After the space has been allocated in the row directory of a data block's overhead, this space is not reclaimed when the row is deleted. Therefore, a block that is currently empty but had up to 50 rows at one time continues to have 100 bytes allocated in the header for the row directory. Oracle reuses this space only when new rows are inserted in the block.


The data block header, table directory, and row directory are referred to collectively as overhead. Some block overhead is fixed in size; the total block overhead size is variable. On average, the fixed and variable portions of data block overhead total 84 to 107 bytes.

Row Data

This portion of the data block contains table or index data.

Free Space

Free space is allocated for insertion of new rows and for updates to rows that require additional space. Free space can also hold transaction entries. A transaction entry is required in a block for each INSERT, UPDATE, DELETE, and SELECT...FOR UPDATE statement accessing one or more rows in the block. The space required for transaction entries is approximately 23 bytes.

Physical Structures

The physical structures are structures of an Oracle database that are not directly manipulated by users. The physical structure consists of 

   • Datafiles 
   • Control Files 
   • Redo Log Files 
   • Archive Log Files 
   • Parameter Files 
   • Alert and Trace Log Files


The datafiles in a database contain all of the database data that the users of the database save and retrieve. Database datafiles are physical files stored on disk. Each datafile belongs to only one tablespace; a tablespace can have many datafiles associated with it.

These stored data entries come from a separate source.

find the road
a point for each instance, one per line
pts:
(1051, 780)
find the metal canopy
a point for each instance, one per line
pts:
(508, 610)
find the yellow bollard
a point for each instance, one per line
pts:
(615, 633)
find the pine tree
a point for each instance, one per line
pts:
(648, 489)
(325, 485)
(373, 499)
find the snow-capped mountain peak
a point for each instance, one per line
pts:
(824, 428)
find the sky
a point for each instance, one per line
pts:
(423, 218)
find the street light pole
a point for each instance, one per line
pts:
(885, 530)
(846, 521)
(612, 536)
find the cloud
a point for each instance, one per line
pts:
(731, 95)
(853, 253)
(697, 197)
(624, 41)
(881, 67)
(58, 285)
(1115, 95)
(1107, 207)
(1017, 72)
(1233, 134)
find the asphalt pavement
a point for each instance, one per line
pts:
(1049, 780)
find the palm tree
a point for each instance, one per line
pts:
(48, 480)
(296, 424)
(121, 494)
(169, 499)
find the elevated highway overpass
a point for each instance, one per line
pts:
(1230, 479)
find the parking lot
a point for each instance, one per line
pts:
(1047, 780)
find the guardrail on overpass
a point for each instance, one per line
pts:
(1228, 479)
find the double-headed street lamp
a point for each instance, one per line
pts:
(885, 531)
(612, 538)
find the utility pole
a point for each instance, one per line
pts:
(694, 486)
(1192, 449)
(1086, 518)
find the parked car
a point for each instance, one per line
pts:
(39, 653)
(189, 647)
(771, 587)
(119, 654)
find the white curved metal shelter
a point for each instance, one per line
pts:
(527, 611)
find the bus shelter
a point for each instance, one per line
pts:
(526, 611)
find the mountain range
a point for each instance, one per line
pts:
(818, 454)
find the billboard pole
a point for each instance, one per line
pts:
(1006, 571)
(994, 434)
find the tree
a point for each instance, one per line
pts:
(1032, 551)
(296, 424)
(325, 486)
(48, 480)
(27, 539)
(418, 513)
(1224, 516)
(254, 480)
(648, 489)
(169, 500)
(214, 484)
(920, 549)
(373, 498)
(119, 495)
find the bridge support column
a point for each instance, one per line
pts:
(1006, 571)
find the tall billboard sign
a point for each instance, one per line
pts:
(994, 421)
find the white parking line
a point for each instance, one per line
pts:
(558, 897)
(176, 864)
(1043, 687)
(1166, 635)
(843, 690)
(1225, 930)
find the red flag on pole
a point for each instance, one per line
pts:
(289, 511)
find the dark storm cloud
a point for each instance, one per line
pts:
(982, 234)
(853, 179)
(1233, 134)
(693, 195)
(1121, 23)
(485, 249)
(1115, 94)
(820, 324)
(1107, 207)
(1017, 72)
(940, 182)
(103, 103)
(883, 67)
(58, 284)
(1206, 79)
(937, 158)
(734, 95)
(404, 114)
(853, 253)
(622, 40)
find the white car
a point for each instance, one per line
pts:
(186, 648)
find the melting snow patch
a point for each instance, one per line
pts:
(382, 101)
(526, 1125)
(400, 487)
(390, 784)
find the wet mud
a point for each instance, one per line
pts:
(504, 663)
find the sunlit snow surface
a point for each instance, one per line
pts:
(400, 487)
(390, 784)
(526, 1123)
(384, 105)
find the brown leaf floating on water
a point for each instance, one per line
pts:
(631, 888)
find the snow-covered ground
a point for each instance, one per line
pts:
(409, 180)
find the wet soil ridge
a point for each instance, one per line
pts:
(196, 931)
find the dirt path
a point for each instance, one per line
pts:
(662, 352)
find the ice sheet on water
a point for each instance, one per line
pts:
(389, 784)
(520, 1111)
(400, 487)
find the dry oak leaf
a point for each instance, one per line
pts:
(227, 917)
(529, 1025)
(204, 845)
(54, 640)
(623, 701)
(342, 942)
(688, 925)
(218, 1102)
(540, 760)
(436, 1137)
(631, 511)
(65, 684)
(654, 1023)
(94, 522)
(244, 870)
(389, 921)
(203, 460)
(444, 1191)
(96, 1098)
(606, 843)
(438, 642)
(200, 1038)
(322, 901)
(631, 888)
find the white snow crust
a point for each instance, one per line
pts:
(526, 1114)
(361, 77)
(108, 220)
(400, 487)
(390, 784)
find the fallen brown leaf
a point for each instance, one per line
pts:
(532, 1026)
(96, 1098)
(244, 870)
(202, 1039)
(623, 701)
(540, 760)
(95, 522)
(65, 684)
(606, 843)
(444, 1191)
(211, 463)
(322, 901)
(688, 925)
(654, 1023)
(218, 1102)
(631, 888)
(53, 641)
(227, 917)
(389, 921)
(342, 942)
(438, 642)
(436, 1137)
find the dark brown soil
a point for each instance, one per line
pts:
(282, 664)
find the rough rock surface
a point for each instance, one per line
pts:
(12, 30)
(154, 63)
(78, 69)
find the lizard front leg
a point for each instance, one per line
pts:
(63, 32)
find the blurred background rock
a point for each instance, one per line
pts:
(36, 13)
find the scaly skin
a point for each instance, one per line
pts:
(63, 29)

The control file maintains information about the physical structure of the entire database. It stores the name of the database, the names and locations of the tablespaces in the database, the locations of the redo log files, information about the last backup of each tablespace in the database, and much more. Because of the importance of this file, it is recommended that a copy of the control file reside on at least three different physical disks. As with the redo log files, Oracle keeps all copies of the control file in synch automatically.

Redo Log Files

The redo log files facilitate the Oracle mechanism to recover from an instance failure or a media failure. When any changes are made to the database, such as updates to data or creating or dropping database objects, the changes are recorded to the redo log files first. A database has at least two redo log files, and it is recommended that multiple copies of the redo log files be stored on different disks. (Oracle automatically keeps the multiple copies in synch.) If the instance fails, any changed database blocks that were not yet written to the datafiles are retrieved from the redo log files and written to the datafiles when the instance is started again.

Parameter file

The parameter file (sometimes called init.ora) contains configuration information for the database to use at startup time. The parameter file you configure how much RAM the database is going to use, where to find the control files, where to write trace files, and a whole host of other information. In most cases the database will not start without a parameter file.

Alert & Trace Log Files

The alert log file (also referred to as the ALERT.LOG) is a chronological log of messages and errors written out by an Oracle Database. Typical messages found in this file is: database startup, shutdown, log switches, space errors, ALTER SYSTEM commands etc. This file should constantly be monitored to detect unexpected messages and corruptions.

Oracle will automatically create a new alert log file whenever the old one is deleted.

When one of the Oracle background processes (such as dbwr, lgwr, pmon, smon and so on ) encounter an exception, they will write a trace file.

Archive Log Files

When Oracle DBA archive your redo log, you write redo log files to another medium location prior to their being overwritten. This location is called the archive log. Oracle DBA can archive to multiple locations, including a standby database.

These copies of redo log files extend the amount of redo information that can be saved and used for recovery. Archiving can be either enabled or disabled for the database, but Oracle recommends Oracle DBA enable archiving. The status of a log group that is actively being archived is ACTIVE.